In rotation: 8/9/18

Leamington, UK | Musicians celebrate reopening of Head with intimate gig: Musicians ditched the stage and took to a slightly different venue to celebrate the reopening of a Leamington record store. Customers of independent music store Head, which is based in the Royal Priors, were left devastated when the shop closed last year. But it recently reopened its doors under new management and to celebrate the owners held an acoustic gig with performances by local bands Luna Kiss, The Ellipsis and Freezacrowd.

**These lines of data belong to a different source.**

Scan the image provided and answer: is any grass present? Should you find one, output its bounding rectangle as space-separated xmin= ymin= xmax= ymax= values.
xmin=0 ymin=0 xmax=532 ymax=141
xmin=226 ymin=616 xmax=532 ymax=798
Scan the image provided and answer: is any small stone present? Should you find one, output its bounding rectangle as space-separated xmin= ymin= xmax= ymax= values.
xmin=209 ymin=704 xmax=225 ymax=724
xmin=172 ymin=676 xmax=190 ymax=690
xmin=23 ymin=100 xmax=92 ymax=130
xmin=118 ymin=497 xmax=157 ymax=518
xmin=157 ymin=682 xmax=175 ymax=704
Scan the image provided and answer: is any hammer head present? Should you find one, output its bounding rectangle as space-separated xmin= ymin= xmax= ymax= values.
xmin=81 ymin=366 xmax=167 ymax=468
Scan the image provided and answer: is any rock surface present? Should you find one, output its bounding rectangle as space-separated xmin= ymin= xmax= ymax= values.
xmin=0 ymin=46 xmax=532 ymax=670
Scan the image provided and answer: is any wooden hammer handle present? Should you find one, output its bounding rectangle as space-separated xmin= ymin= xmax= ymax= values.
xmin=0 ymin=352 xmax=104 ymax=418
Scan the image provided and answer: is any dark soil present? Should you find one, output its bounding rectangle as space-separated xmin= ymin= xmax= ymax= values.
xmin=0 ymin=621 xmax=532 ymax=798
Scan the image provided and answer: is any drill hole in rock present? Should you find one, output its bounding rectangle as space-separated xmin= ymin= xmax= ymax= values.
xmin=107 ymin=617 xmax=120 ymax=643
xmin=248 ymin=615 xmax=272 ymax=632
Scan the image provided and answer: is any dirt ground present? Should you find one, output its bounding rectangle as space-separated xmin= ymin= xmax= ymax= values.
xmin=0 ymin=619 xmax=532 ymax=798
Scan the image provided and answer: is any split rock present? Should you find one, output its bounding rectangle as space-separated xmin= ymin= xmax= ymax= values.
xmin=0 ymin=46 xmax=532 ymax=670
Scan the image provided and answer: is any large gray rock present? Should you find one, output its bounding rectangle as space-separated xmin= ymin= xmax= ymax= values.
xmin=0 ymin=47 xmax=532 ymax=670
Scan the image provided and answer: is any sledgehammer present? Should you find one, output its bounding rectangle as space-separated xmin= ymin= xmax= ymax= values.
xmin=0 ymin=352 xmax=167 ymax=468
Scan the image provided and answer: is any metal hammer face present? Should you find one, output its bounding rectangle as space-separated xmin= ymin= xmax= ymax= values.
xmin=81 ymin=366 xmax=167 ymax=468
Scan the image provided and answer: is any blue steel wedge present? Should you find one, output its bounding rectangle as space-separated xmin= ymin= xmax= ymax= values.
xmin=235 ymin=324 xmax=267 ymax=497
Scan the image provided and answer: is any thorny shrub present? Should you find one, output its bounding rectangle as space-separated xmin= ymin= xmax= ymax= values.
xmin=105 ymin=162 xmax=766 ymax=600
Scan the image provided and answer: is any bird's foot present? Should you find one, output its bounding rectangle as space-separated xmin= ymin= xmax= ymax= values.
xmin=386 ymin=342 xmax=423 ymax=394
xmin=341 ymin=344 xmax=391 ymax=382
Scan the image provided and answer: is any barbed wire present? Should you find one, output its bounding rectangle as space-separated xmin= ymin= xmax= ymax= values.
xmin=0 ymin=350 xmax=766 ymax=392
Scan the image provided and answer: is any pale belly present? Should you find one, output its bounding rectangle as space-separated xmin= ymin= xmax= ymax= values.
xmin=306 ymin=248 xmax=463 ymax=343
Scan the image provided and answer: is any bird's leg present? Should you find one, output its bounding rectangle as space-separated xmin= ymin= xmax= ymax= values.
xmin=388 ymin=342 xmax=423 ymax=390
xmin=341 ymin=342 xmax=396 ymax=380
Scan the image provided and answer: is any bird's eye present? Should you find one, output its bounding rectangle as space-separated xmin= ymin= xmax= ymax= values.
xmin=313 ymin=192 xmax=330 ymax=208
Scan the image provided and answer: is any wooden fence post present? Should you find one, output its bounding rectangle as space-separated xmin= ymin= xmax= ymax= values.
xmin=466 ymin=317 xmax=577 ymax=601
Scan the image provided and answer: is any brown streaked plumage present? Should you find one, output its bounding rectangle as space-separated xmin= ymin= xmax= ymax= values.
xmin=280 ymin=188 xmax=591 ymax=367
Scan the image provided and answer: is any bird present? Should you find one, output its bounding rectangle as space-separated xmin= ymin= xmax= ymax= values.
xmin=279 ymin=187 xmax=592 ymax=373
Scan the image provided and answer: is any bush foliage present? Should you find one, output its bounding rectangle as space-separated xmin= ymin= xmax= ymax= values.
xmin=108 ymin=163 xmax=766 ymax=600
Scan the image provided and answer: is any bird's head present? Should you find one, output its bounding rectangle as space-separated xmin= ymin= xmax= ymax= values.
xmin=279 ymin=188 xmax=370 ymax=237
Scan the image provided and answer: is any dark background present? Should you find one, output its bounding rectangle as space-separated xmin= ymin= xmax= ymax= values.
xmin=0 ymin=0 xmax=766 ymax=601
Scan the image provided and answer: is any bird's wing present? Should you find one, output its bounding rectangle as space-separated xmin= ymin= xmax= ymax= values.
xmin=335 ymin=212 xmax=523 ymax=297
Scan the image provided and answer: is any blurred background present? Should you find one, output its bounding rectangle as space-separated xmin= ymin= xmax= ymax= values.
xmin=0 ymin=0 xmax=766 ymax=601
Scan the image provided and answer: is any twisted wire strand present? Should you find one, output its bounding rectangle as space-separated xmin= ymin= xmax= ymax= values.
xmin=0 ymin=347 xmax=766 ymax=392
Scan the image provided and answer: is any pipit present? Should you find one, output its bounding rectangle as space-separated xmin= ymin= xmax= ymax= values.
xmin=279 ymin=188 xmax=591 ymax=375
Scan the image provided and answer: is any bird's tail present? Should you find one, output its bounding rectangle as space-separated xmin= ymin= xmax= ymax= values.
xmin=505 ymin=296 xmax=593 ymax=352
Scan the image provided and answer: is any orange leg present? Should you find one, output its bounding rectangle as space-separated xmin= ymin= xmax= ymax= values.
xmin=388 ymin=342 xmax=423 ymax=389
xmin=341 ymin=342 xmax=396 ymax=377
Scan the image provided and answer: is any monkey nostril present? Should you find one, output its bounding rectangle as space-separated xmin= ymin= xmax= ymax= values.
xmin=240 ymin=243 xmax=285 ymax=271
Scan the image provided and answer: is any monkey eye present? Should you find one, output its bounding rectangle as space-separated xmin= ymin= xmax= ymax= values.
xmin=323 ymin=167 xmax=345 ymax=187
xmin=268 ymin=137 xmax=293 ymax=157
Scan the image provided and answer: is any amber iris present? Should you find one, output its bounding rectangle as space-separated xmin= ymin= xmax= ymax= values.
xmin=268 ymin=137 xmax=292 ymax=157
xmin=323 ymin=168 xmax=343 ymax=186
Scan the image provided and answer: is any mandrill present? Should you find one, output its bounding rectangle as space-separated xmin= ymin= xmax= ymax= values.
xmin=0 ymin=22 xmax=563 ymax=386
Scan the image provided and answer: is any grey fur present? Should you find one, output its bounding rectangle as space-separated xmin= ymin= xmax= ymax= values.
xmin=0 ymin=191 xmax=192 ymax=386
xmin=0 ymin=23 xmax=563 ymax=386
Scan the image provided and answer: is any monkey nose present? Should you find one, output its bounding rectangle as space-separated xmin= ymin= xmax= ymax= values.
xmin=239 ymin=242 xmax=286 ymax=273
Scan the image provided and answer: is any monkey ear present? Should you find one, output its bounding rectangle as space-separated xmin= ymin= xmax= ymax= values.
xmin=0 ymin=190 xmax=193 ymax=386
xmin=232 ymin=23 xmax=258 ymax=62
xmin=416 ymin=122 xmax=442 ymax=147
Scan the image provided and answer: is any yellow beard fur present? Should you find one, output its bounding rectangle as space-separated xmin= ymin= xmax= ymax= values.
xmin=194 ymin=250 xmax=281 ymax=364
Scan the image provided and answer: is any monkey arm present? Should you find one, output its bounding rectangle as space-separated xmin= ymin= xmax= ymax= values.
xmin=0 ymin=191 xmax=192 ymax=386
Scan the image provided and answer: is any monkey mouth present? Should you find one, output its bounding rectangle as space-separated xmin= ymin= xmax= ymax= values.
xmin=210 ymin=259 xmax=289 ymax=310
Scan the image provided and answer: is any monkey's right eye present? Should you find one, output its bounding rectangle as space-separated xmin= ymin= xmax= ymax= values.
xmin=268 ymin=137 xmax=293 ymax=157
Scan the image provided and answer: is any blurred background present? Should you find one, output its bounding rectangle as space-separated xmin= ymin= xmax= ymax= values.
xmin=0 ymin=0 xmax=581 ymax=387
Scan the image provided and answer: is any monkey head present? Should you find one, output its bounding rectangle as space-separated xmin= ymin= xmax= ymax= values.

Luna Kiss frontman Wil Russell said: “We have a record store that is supporting local artists and an opportunity for local artists to get involved with their local record store, which is something not a lot of places are doing. “This is a sense of community which has been lost in the industry for quite a while.”

Racine, WA | Harbor PC Music record shop plays to the tune of variety: Kevin Conrad smiles as he looks at the makeup-covered face of KISS front man Gene Simmons, printed on the jacket for his 1978 self-titled album. At age 9, “Gene Simmons” became the first album Conrad ever owned. Thirty-nine years later, Conrad has more than 20,000. About 4,000 of Conrad’s albums are on display in his record store, Harbor PC Music, 3208 Washington Ave., with another 16,000 stacked floor to ceiling in the basement. Conrad opened the record store in West Racine in 2016. He already owned the storefront; it had been a photo studio, but that had stopped being profitable. Half the building’s floor space is still dedicated to his PC repair business, which has been going strong for more than a decade.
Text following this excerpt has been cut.